I haven't answered this question because it can't be answered. Have you noticed difference between the way your elan vital vibrates when things happen to you, as opposed to the way it vibrates when things happen to me?

If there's no Experience, then there's no difference between Experiences.

Of course, if you're talking about "experience," THEN I can answer the question, but that's probably not the answer your were looking for.

> Also: what premises do you use as a basis for all your beliefs?

I probably couldn't list all of them without a lot more introspection, but the applicable ones here are: Best fit with the rest of the data. (Best includes parsimony.) Pragmatism. (We ought to hold the beliefs which make us best off. We ought to hold beliefs which yield some imperatives for action.)

I recognize that my formulation of pragmatism is somewhat controversial; I'm not picky about it for the purposes of this discussion.

> If qualia do not exist, then the way we experience red, the particular
> visual sensation associated with it, what is that?

It's a nothing. You "think" it's happening, but it's not happening.

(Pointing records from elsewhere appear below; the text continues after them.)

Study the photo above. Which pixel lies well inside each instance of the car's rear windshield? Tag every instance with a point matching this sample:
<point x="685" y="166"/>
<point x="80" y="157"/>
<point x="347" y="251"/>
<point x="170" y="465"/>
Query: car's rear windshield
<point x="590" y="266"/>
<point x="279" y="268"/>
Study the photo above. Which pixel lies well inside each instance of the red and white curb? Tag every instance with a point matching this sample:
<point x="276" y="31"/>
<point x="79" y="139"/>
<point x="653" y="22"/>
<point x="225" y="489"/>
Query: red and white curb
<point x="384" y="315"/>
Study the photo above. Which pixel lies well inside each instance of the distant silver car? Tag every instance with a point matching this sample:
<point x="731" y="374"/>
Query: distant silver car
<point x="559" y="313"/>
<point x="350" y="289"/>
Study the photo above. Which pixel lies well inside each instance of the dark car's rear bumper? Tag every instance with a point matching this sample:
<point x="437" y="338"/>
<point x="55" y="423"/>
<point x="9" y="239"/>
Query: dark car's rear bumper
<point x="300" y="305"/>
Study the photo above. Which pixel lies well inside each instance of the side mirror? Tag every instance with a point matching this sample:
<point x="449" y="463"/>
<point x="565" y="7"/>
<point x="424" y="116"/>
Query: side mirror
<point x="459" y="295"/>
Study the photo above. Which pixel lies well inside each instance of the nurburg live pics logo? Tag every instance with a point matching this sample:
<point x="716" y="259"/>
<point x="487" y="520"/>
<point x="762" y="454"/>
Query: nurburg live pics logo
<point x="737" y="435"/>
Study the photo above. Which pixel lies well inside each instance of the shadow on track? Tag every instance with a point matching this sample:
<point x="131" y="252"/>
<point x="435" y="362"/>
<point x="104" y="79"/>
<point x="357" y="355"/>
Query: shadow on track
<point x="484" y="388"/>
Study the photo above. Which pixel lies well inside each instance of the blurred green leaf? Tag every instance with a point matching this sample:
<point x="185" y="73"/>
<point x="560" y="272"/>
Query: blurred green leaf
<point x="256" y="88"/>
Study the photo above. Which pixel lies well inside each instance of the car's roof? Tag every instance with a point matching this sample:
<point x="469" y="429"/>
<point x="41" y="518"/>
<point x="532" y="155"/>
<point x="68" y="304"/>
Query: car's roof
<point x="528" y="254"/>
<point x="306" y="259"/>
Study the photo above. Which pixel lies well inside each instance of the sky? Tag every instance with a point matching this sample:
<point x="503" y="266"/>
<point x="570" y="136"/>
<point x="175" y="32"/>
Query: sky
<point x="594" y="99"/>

> Why does the function of classifying the light as a wavelength have
> this particular illusory sense associated with it?

My best guess for a physical explanation of "experiences": it's somehow evolutionarily easier for us to act upon our "experiences" if we believe that they're Experiences. Maximizing Pleasure, for example, "seems" like a good imperative for action; maximizing "pleasure" "seems" too abstract. If you "believe" that you have Emotions when you're only having "emotions," however, you'll act just as if you had Emotions, and thus get all the evolutionary benefit of Emotions, without actually having any.

Only a guess. Point being that a physical explanation of "experiences" is possible, and inevitably soluble. No physical explanation of Experiences is ever forthcoming. They don't exist.